SQS throughput over HTTPS with Elixir

Published in

Zappos Engineering

4 min readJan 15, 2016

Enhancing SQS throughput over HTTPS in Elixir

[cross-posted from http://coderstocks.blogspot.com/]

We have a project that aggregates client request latency and error information. The client reports are passed over SQS to our elixir-based processing system which aggregates the data and provides detailed information about aggregate latency and errors.

When we first turned the system on, in shadow testing mode, the processing server was able to handle the client traffic, about 50 messages/second with 10 SQS worker processes.

During Black Friday, still in shadow testing mode, there was an increase in messages to approximately 150 messages/second, which caused the processing server to fall behind.

Initially we tried increasing the number of SQS workers to handle the increase in message traffic. This had no effect on the number of messages being processed and eventually caused connection errors to SQS.

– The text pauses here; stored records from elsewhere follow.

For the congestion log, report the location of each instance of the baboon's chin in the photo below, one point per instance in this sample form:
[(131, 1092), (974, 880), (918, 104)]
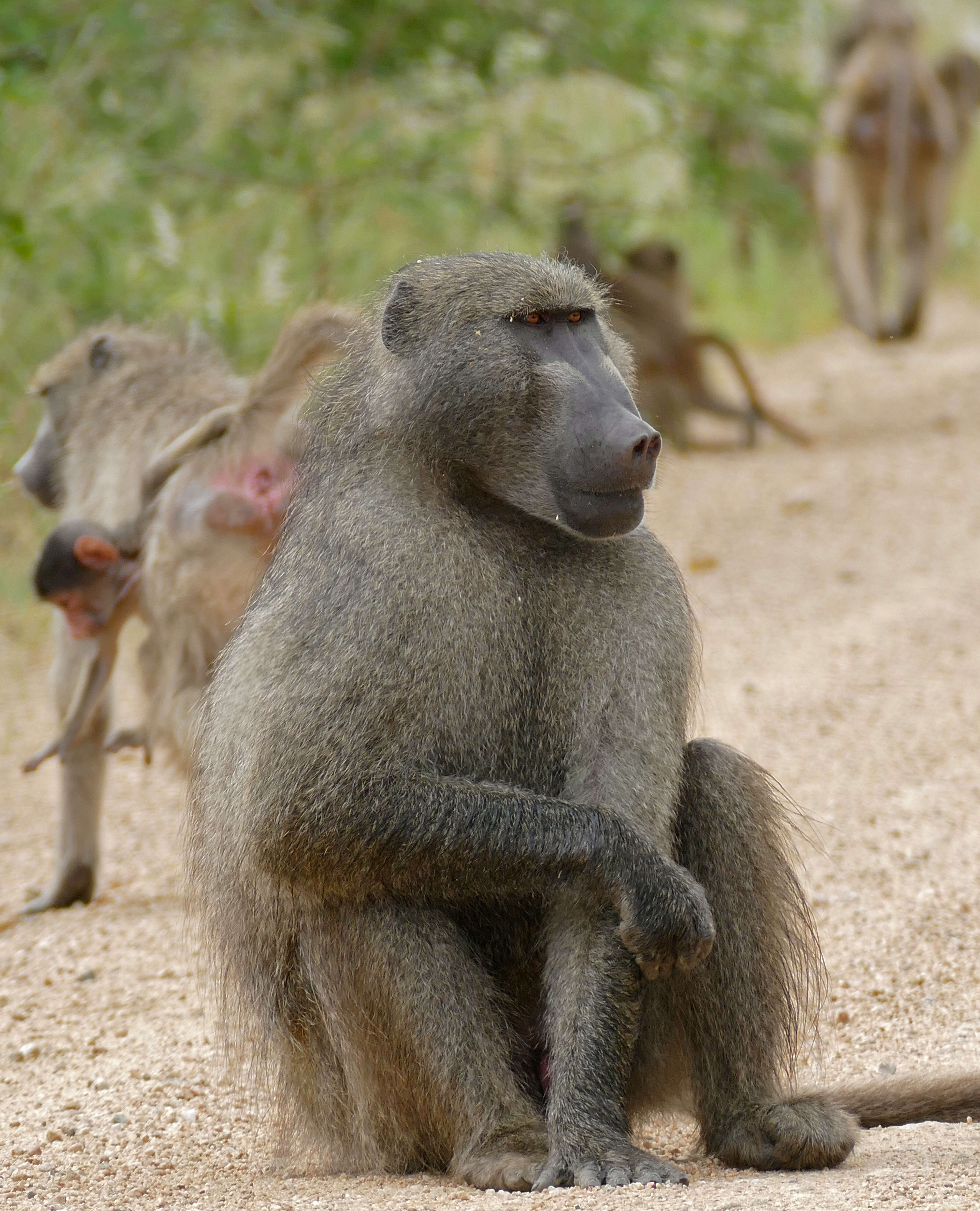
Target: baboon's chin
[(602, 514)]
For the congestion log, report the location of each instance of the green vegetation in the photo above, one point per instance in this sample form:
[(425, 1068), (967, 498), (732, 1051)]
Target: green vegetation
[(223, 163)]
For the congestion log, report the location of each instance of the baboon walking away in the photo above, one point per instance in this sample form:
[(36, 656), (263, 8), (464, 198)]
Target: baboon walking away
[(893, 135), (470, 889)]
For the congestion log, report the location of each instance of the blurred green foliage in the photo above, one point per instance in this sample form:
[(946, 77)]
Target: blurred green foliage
[(224, 162)]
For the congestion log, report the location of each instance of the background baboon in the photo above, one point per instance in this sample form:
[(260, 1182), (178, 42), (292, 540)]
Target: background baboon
[(92, 576), (217, 522), (447, 834), (895, 131), (114, 396), (113, 399), (653, 313)]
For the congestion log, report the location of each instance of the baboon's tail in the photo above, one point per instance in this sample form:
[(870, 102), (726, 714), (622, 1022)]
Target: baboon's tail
[(892, 1102), (755, 404)]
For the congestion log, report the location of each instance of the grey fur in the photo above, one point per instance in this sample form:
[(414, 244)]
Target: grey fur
[(445, 785)]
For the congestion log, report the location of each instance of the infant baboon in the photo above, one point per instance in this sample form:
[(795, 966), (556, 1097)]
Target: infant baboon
[(893, 134), (653, 314), (92, 576), (463, 874), (113, 399)]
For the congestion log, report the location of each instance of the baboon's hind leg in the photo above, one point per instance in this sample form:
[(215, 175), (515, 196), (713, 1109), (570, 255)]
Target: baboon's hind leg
[(83, 779), (421, 1036), (737, 1015)]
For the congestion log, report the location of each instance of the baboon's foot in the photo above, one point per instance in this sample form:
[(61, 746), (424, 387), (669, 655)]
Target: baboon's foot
[(77, 882), (129, 738), (509, 1162), (801, 1133), (619, 1166)]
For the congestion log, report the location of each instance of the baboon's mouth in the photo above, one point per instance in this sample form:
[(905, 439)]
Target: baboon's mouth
[(602, 514)]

Using ex_top, we were able to introspect the Erlang VM and see that ssl_manager’s message queue was hovering in the 200s. This appeared to be the bottleneck. This prompted us to switch our SQS communication from HTTPS to HTTP. After making the configuration change, we were able to drop down to 2 SQS worker processes, which were able to easily handle the 150 messages/second traffic.

The below graph shows the messages being published and delivered via SNS which pipes into our SQS queues (one for east and one for west).

These next graphs shows the number of messages that were sent and received for each queue. The large spike is the point that we changed from HTTPS to HTTP for SQS communication. Notice how the number of messages received was consistently lower than the number sent until the change. At the time of the change, the number received immediately caught up to the number sent.

The below graph shows the number of available messages in each of the queues, ready to be picked up by a worker process. Notice how it flatlines at zero after we switched from HTTPS to HTTP.

This final graph shows the CPU usage on each of the processing servers. Before the change CPU usage hovered between 50% and 75%. After the change, CPU usage is consistently between 13% and 15%.

Not being satisfied with “we must use HTTP for high-throughput SQS applications” I decided to dig a bit deeper and try to track down a solution. After digging through docs, I discovered that the AWS library we’re using, ex_aws, has a configuration setting which allows users to pass configuration settings to HTTPoison, the underlying http client library. Hackney, the library used by HTTPoison,provides a socket pooling setting where socket connections can be re-used. Adding this configuration to your app tells hackney to use the default socket pool:

config :ex_aws, :httpoison_opts,
  hackney: [pool: :default]

So what are the results of making this change?

With 10 workers polling the SQS queue over HTTPS without a socket pool, you can see that CPU usage is through the roof and the queue took roughly 18 minutes to completely drain.